If we’re going to build a WPF app, we’re going to want to be able to load some XAML. Sure, you can programmatically build up your UI, but WPF and more importantly WPF tools like Expression Blend are designed to work with XAML. Luckily, loading XAML is fairly easy:
def LoadXaml(filename): from System.IO import File from System.Windows.Markup import XamlReader with File.OpenRead(filename) as f: return XamlReader.Load(f)
We simply open the filename provided and use XamlReader to build out the corresponding WPF object graph. Note, this is very different from the XAML approach used by C#/VB or even by IronPythonStudio. In those scenarios, the XAML is compiled into a binary format (BAML) and embedded in the compiled assembly. For my TechieWife Photo viewer, it’s all script so there’s neither a XAML to BAML compile step nor a compiled assembly to embed the BAML into, so we’re just loading raw XAML.
Since we’re using raw XAML, there are additional rules we need to follow. First, when using compiled XAML, we can specify the name of the event handler in the XAML directly. For XamlReader, that’s no allowed since there’s no C#/VB class associated with the XAML. Speaking of class, you can’t specify x:Class either. Finally, anywhere you want to use a static resource, as far as I can tell those need to be compiled in a static language. I think you could build one in C#, add a reference to that assembly via clr.AddReference, then use it from XAML and it should just work. However, since I’m trying to stick to IronPython exclusively, I didn’t try that scenario out.
Since you can’t specify the event handlers in XAML loaded by XamlReader, you have to bind the event handlers in code. There are two listboxes in my photo viewing app, and I want to capture the SelectionChanged event of both of them. Binding event handlers in IronPython code uses the same += syntax as C# uses.
win1 = wpf.LoadXaml('win1.xaml') win1.listbox1.SelectionChanged += listbox1_OnSelectionChanged win1.listbox2.SelectionChanged += listbox2_OnSelectionChanged
My win1.xaml file has a Window type instance as the root. You don’t need to be a deep WPF expert to realize that the WPF Window doesn’t have listbox1 or listbox2 properties. Yet, in the code snippet above, I was able to say win1.listbox1 and get back the WPF ListBox element with that name. Cool trick, eh? Well, I can’t take credit for it – I copied the code from our Silverlight integration for dynamic languages. Unfortunately, this code has to be written in C# code, but it is the only C# code in my whole solution (and it’s reusable!)
[assembly: ExtensionType( typeof(FrameworkElement), typeof(DevHawk.Scripting.Wpf.FrameworkElementExtension))] namespace DevHawk.Scripting.Wpf { public static class FrameworkElementExtension { [SpecialName] public static object GetBoundMember(FrameworkElement e, string n) { object result = e.FindName(n); if (result == null) { return OperationFailed.Value; } return result; } } }
GetBoundMember is kinda like Python’s __getattr__ or Ruby’s method_missing. Of course, it doesn’t work with C#, but it does lets us trap dynamic member resolution when calling a C# object from a DLR language. Srivatsn has a great write up on using GetBoundMember and the four other special methods you can use to make your CLR objects act more dynamic.

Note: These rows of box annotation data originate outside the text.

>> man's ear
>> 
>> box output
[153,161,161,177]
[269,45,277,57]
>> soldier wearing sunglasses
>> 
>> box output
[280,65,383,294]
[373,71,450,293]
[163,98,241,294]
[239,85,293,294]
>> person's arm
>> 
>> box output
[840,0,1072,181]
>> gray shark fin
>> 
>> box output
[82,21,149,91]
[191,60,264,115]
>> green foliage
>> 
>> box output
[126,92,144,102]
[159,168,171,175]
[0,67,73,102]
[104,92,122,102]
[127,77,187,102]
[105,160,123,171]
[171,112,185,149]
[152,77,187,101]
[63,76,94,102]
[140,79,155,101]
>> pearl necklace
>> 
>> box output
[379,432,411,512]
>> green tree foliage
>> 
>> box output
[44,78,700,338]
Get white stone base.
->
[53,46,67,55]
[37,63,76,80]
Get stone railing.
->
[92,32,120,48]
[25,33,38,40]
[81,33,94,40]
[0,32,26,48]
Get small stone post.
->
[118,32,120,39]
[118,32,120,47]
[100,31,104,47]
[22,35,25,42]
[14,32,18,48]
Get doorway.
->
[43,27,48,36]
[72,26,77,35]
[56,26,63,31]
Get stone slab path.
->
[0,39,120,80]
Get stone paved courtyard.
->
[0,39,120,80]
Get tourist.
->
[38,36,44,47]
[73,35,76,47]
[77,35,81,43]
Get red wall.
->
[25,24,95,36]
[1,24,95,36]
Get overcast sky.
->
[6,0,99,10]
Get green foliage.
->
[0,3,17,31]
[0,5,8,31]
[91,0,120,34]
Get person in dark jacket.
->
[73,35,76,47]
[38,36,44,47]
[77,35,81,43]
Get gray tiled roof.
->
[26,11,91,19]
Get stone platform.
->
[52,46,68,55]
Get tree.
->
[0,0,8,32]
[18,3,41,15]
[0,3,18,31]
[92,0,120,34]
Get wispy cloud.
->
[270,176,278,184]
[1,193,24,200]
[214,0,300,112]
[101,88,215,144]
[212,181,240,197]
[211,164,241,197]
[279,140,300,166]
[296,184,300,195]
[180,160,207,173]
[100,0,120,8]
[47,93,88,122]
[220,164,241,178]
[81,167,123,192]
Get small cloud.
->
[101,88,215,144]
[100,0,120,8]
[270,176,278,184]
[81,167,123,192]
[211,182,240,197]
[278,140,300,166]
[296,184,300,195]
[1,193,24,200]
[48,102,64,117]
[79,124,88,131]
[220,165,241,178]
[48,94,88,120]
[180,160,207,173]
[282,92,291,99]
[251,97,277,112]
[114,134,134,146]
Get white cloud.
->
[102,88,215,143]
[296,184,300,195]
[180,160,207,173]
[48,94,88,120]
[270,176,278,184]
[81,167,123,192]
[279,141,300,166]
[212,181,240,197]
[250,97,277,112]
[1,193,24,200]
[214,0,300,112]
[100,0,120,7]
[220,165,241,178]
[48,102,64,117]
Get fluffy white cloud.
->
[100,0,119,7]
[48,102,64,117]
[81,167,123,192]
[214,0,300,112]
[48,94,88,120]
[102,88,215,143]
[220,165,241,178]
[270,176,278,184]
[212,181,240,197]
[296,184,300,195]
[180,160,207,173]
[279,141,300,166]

In this case, if the standard reflection-based member name resolution
fails, we try calling FrameworkElement’s FindName method to see if
there’s a corresponding control with the provided name. So win.listbox1
is the equivalent to win.FindName('listbox1')
, but with less code and a
much more pythonic feel.
You’ll notice that we’re attaching this GetBoundMember method to FrameworkElement as an extension method. It’s kinda cool that we can inject a new method into an existing class to provides dynamic behavior and it all works seamlessly from Python. However, DLR uses a different mechanism to locate and bind extension methods than C# or VB. Those languages use ExtensionAttribute to mark extension methods and the assemblies and classes that contain them. However, that approach forces you to examine ever single class in marked assemblies and every single method in marked classes. Examining every class and method is no big deal to do at compile time, but it would be a significant perf issue at runtime. By using ExtensionType attribute, the DLR only has to look at assembly attributes in order to bind extension methods.
Once you’ve got the compiled FrameworkElementExtension assembly, you
just need to load it via clr.AddReference. I called the assembly
Devhawk.Scripting.Wpf and I load it automatically in my wpy.py module.
So if you’re building a WPF app in IronPython, you can simply “import
wpy” and you get the GetBoundMember extension method, the LoadXaml
function, and a bunch of WPF related namespaces imported into the wpf
scope. That way, you can write wpf.Button()
instead of
System.Windows.Control.Button()
to programmatically create a new button.